Indépendemment du denier, du quinaire et du sesterce, l'atelier du Capitole, sous la République, émit temporairement d'autres espèces d'argent qui sont : le victoriat, le double-victoriat et le demi-victoriat. Ces pièces ont poiur type au droit la tête de Jupiter (quelquefois d'Apollon); au revers, la Victoire couronnant un trophée : c'est de ce dernier type que leur nom est dérivé. La valeur du victoriat qui porte souvent le lettre V, initiale de son nom, était de ¾ de denier ou 12 as; le demi-victoriat, marqué quelquefois des lettres IS qui signifient 1 sesterce ½ valait 3/8° de denier ou 6 as. Les plus anciens victoriats pèsent 3,41 grammes ou 1/96° de livre. On ne connaît jusqu'ici qu'un seul exemplaire de double-victoriat (cf. E. Babelon, Monnaies de la République romaine, t. I, pp. 41 (double victoriat), 49, 56, 251, 259, 348; t. II, pp. 159, 209, 537).

Exemple de Victoriat

Exemple de Victoriat. Emission anonyme, 211-210 av. JC. 3,6 grammes. Emission d'Apulie. A/ Tête de Jupiter tournée à droite. R/ Victoire tournée à droite couronnant un trophée. Q entre la Victoire et le trophée. (Crawford 102/1). Photo CNG. Estimation : 150 US$

Le victoriat a été émis entre 221 et 170 avant JC. Pline s'exprime ainsi au sujet de cette nouvelle monnaie : Hic nummus, ex Illyrico advectus, mercis loco habebatur : est autem signatus victoria et inde nomen (Pline, Histoire Naturelle, XXXIII, 13).
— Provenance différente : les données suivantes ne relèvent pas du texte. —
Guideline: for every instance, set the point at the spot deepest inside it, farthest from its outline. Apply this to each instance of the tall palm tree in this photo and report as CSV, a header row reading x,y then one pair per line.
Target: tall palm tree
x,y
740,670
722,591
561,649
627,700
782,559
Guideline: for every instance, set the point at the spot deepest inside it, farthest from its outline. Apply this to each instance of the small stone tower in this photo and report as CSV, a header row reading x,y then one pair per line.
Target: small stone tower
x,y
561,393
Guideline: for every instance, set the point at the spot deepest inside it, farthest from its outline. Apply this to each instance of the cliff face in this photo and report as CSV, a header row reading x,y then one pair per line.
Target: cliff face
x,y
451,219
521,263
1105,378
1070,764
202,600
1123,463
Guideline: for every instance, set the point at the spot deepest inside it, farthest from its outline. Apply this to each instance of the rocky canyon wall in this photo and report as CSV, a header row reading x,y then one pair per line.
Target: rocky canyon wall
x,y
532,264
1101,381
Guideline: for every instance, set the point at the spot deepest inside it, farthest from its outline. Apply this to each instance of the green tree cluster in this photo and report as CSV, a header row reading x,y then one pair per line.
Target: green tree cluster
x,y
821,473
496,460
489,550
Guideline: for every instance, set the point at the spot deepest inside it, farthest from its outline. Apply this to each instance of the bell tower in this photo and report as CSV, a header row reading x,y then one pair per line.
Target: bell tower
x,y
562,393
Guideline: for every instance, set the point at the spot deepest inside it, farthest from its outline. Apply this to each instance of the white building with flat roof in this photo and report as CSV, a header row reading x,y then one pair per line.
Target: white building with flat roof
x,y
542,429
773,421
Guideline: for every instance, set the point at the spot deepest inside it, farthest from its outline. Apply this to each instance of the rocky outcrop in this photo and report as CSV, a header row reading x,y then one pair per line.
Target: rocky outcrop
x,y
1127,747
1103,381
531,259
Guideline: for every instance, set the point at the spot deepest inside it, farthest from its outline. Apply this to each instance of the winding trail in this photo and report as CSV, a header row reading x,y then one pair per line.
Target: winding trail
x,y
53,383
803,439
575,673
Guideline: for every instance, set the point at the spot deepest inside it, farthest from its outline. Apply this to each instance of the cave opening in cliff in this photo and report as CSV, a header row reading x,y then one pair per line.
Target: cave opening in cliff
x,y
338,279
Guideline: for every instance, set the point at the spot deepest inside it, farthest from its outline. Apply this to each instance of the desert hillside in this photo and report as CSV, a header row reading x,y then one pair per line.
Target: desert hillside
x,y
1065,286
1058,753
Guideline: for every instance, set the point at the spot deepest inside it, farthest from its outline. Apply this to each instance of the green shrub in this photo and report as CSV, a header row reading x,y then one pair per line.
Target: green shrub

Ainsi, d'après la tradition romaine, le victoriat est une pièce importée d'Illyrie à Rome où elle fut reçue, d'abord, comme un lingot dont la valeur monétaire n'était pas officiellement reconnue. A l'époque de la frappe du victoriat, le commerce très actif de Rome avec les villes de l'Adriatique était principalement alimenté par les drachmes d'Apollonie et de Dyrrachium dont le type est une vache allaitant son veau. Ces drachmes qui pèsent 3,41 grammes et équivalaient à 3 scrupules romains affluèrent surtout après la conquête de l'Illyrie par les Romains en 229 av. JC, sur le marché de Rome, mercis loco,dit Pline. Alors, pour faciliter les relations commerciales Rome se décida à frapper des pièces du même poids : ce furent le victoriat et ses divisions, dont le type de Victoire rappelle les triomphes des armées romaines sur la reine d'Illyrie, Teuta (voir Mommsen-Blacas, Monnaies romaines, t. II, p. 104).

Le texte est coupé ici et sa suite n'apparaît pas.